Chi ama e segue il calcio, chi ci ha giocato anche solo per una
brevissima parentesi della propria vita, indipendentemente dalle sue
doti, ha sognato di portarlo sulle spalle. Indossare quella casacca è
sempre stato il sogno di quasi tutti quelli che hanno preso a pallonate
la saracinesca del garage di casa o indossato gli scarpini chiodati per
scorrazzare su distese di erba o fangosi e spelacchiati campetti di
periferia.
Se la professione impone sincerità, distacco, obiettività, il cuore
li rinnega. Il calcio è cuore e sentimento e quindi per una volta
fatemeli mettere al bando. Perché per me (e non credo di essere il
solo) il calcio è incarnato soprattutto da chi indossa(va) la maglia
numero 10. Sinonimo di fantasia applicata alla pedata, di
imprevedibilità, di pause e lampi, di luci accese improvvisamente a
rischiarare il buio intorno, di ritmo sincopato e pennellate d’autore.
Regista, trequartista, centrocampista offensivo, seconda
punta, se proprio volete dargli una collocazione in campo fate voi… Sarebbe
un esercizio di stile fine a se stesso perché tentereste di etichettare ciò che
non può essere racchiuso in schemi o numeri prestabiliti, soffocare la vena
artistica e ingabbiare come hanno fatto tanti tecnici la magia e la follia, il
genio.
Per me la parola esatta, se devo usarne una, è fantasista.
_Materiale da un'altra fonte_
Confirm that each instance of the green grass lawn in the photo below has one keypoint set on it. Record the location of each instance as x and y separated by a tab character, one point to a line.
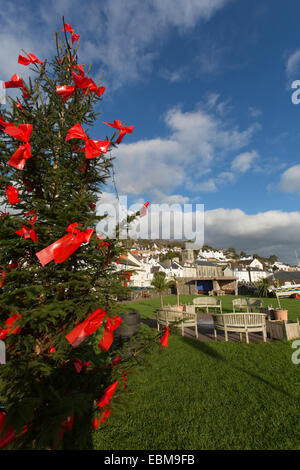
213	395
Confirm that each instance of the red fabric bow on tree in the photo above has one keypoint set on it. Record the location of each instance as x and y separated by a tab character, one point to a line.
3	276
79	365
86	83
65	91
31	59
123	129
12	194
16	82
60	250
23	133
10	327
27	232
69	29
31	221
3	124
9	434
108	394
107	340
165	337
143	210
86	328
93	148
103	418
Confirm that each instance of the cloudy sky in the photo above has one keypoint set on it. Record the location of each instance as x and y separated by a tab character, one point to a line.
208	86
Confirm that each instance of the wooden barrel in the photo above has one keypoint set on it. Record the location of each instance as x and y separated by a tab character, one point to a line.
129	326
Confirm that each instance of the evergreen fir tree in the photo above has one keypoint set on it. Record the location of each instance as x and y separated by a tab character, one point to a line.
47	386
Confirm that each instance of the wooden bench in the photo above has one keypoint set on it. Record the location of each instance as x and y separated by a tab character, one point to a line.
240	323
247	303
208	302
166	317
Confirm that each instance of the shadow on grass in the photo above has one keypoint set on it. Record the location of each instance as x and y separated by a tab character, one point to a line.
203	347
210	351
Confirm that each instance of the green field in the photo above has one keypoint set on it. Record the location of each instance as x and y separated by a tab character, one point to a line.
215	395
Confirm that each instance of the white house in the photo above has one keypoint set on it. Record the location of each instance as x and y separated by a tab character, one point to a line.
246	274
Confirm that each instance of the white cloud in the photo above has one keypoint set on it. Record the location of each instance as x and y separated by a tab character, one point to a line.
265	233
243	161
255	112
197	141
290	180
293	64
122	38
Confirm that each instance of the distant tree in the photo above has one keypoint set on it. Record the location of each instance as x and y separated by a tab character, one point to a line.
160	284
170	255
262	287
272	259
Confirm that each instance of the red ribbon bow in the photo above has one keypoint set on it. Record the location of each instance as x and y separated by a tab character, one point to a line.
31	59
79	365
3	124
123	129
106	342
165	337
23	133
65	91
143	210
31	221
27	232
86	83
69	29
12	194
16	82
103	418
3	276
60	250
86	328
93	148
10	432
108	394
10	327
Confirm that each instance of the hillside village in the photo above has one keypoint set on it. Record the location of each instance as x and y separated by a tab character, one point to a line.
202	271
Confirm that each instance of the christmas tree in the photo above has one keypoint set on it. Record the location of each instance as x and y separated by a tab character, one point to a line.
58	281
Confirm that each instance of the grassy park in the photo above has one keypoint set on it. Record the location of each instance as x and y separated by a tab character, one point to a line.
213	395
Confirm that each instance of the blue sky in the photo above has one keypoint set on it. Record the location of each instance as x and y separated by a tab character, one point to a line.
207	85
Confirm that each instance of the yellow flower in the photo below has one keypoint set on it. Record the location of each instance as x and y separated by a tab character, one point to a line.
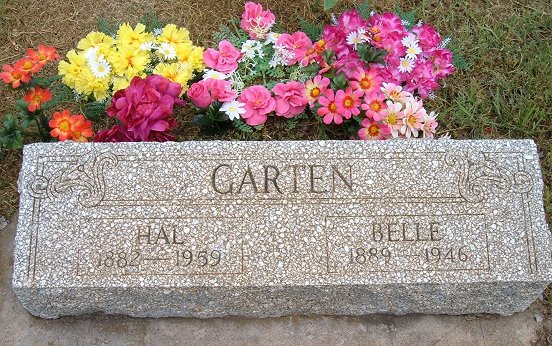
173	34
192	55
180	73
72	69
95	39
87	84
129	61
133	37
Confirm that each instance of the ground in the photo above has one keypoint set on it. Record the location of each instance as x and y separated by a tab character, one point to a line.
20	328
505	93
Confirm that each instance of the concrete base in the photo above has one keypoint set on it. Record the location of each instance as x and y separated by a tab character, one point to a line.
18	327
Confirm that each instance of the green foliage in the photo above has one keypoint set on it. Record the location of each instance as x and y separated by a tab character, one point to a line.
369	54
408	17
10	136
232	33
363	9
95	110
329	4
242	126
313	31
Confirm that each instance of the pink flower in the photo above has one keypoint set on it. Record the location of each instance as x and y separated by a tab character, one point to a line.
414	113
220	89
373	105
199	95
316	87
373	130
329	108
290	99
298	43
146	105
224	60
258	103
255	21
367	81
392	116
428	37
348	102
430	125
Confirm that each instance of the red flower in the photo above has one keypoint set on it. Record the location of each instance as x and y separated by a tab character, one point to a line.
35	97
42	55
27	65
14	76
66	126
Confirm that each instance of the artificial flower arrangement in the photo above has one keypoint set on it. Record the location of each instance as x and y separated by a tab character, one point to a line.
370	72
366	72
Ricostruire la storia della maglia, e dei campioni che l’hanno
indossata è un’operazione storiografica che non voglio fare qui e ora.
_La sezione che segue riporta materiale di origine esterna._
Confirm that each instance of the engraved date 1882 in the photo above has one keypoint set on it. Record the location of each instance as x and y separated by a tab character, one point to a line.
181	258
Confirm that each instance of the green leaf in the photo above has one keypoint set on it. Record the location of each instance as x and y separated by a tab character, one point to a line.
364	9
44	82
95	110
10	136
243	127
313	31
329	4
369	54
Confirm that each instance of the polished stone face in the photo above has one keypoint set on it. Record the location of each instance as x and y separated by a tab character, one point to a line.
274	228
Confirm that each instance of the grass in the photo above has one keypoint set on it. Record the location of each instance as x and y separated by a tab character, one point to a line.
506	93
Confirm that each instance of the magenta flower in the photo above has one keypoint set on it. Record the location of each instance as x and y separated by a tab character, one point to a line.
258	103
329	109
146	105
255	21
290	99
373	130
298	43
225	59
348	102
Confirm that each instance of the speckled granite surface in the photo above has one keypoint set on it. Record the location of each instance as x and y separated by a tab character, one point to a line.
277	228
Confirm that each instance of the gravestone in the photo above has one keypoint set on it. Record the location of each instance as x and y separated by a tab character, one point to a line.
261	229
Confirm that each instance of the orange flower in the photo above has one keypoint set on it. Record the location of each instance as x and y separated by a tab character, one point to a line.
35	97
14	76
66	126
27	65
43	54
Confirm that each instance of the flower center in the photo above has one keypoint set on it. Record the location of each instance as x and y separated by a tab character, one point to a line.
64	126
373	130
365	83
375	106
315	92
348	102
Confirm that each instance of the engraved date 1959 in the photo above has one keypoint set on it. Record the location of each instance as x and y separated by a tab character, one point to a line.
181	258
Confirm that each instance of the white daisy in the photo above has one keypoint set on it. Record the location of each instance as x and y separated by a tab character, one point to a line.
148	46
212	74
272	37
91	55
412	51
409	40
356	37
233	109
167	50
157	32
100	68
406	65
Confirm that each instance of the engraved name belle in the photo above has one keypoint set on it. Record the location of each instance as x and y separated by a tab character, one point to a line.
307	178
Starei con gli occhi lucidi a raccontarvi le gesta di uomini dotati
di tecnica sopraffina e fantasia, ma anche coraggio (quando non vera e
propria sfrontatezza) e una notevole capacità di sopportazione del
dolore. Eh già, perché non è affatto semplice starsene nel mezzo delle
linee nemiche, da soli, a prendere botte e insulti cercando
disperatamente un’idea che si trasformi in capolavoro. La verità è che
ci vuole fegato a essere un fantasista. Sarebbe meglio dire ci voleva.
Già perché ora sono pochi, non nascono, trovano poco spazio nel football
imballato nella corsa, nella tattica, nel marketing dei tatuaggi.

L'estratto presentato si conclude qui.